Caviar is a type of roe (fish eggs) sourced from saltwater fish called sturgeon and is available in varieties such as osetra, beluga, kaluga, and sevruga. It should not be confused with other types of fish roe, which commonly accompany various sushi preparations. While the exact taste and texture depend on the variety of sturgeon that roe is taken from, the best caviar will have a firm texture and uniform egg shape while offering a combination of sweet and nutty flavors. In terms of cost, prepare your pocketbook, as rare varieties of caviar can cost as much as $249 per ounce. Given the high price, it's understandable that a lackluster experience at a world-famous caviar restaurant would cause much frustration.
Hell hath no fury like a woman scorned (by Wonder Bread toast)
First opening in Paris in 1927, Caviar Kaspia is a world-renowned dining establishment that made its way to New York City in 2022. As you might imagine, the restaurant focuses exclusively on caviar preparations, including caviar-laden twice-baked potatoes, caviar pasta, and other opulent dishes. The original Paris location was a significant draw for celebrities like Jay-Z and Rihanna, and the Upper East Side spot is expected to have the same air of exclusivity.
However, one person's experience was anything but impressive according to a video uploaded to TikTok. The diner quickly labels the establishment "a joke," thanks to the presumed Wonder Bread toast that accompanied one of the early courses. As for the ensuing accouterment spread, a few sad blinis (a type of small pancake made with yeast dough) surrounding a ramekin of gelatinous white goo inspires the diner to claim she could have done better at Walmart. The patron also proclaims that Caviar Kaspia's royal osetra was the worst she's ever had, certainly not worth the whopping $1,500 tab for the meal. While it appears this diner is quite knowledgeable about caviar, how can a less-experienced person determine quality?
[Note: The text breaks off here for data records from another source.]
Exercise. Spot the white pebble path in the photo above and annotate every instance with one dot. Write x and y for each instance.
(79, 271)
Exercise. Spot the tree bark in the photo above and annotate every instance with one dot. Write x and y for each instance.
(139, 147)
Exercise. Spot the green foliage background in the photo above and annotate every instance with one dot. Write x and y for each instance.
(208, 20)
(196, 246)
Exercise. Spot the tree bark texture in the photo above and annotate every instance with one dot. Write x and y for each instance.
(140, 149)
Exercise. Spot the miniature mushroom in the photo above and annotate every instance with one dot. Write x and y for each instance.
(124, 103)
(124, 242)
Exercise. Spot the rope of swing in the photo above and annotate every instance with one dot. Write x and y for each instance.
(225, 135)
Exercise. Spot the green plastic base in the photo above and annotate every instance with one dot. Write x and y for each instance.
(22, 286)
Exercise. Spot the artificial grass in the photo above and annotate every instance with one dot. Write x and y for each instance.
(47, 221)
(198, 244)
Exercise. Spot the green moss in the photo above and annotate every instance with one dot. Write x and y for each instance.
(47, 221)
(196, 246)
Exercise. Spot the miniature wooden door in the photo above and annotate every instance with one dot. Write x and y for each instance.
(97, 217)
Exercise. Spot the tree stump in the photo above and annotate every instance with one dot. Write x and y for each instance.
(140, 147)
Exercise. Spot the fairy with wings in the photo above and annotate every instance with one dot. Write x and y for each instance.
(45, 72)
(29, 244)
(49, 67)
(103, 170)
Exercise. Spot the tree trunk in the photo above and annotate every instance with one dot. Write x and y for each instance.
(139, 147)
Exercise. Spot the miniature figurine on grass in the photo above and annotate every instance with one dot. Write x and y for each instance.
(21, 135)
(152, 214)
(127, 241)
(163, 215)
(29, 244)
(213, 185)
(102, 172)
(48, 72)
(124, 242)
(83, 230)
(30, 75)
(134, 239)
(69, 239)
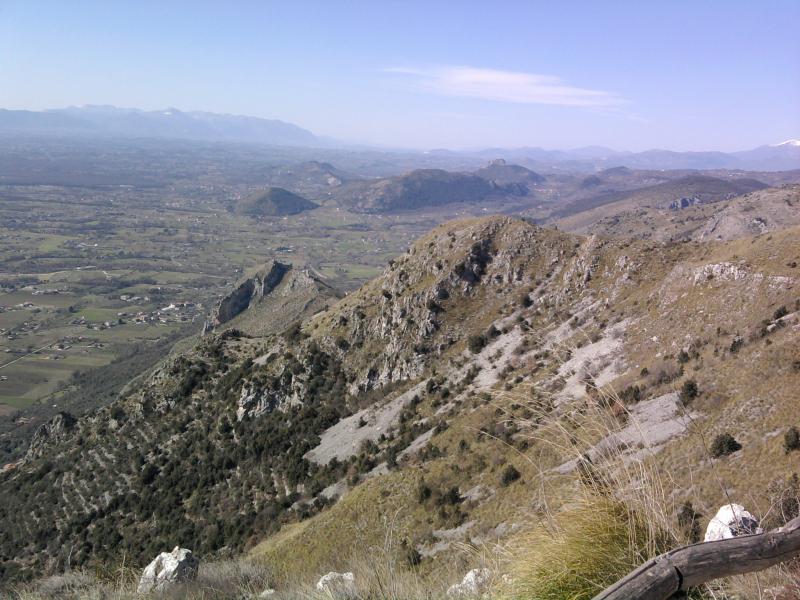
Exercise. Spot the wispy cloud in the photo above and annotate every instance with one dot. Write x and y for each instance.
(502, 86)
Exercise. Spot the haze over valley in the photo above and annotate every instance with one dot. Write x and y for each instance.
(456, 316)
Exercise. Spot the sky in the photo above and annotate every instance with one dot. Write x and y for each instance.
(679, 75)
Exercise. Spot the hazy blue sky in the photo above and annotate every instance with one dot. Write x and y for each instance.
(630, 75)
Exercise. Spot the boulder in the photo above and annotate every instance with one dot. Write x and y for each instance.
(730, 521)
(168, 568)
(338, 584)
(474, 584)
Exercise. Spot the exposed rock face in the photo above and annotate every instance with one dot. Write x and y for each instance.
(338, 584)
(684, 202)
(252, 288)
(731, 520)
(54, 431)
(168, 568)
(474, 584)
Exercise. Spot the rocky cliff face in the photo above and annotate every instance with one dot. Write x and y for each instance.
(249, 291)
(55, 431)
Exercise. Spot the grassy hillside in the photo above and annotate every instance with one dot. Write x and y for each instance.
(444, 413)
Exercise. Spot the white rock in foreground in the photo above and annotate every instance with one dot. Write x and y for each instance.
(730, 521)
(167, 568)
(474, 583)
(338, 584)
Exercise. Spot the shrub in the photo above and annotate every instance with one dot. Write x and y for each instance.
(423, 492)
(689, 522)
(689, 391)
(723, 445)
(791, 439)
(476, 343)
(509, 475)
(592, 546)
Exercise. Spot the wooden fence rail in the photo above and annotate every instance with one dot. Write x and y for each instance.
(678, 570)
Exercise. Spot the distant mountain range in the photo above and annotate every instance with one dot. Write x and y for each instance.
(168, 123)
(778, 157)
(111, 121)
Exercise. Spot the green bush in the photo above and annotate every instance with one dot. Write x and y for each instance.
(509, 475)
(689, 391)
(723, 445)
(476, 343)
(791, 439)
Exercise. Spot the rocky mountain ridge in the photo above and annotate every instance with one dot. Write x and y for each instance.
(409, 383)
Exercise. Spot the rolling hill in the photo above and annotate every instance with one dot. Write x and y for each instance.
(429, 400)
(423, 188)
(272, 202)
Caviar: the good, the bad, and the fishy
Daniel Boulud is a French chef notable for his many amazing dining establishments that span the globe. Chef Boulud is also well-known for developing the Three Ts caviar grading system alongside Rod Mitchell, head of a notable caviar supplier in the Northeastern area of the U.S. According to the grading system, taste, texture, and tone are of paramount importance when enjoying caviar.
When it comes to taste, great caviar will be completely free of brininess and bitterness. The best textures are firm and fully intact, as each egg should be distinguishable when it comes to mouthfeel. As for tone, this aspect refers to color, as eggs should appear shiny and vibrant. And like other types of fish and seafood, fresh caviar will not have a fishy flavor or aroma. These characteristics indicate that the caviar is not fresh, which will greatly degrade the dining experience. Once you understand the difference between good and bad caviar, you can confidently enjoy this fancy dish.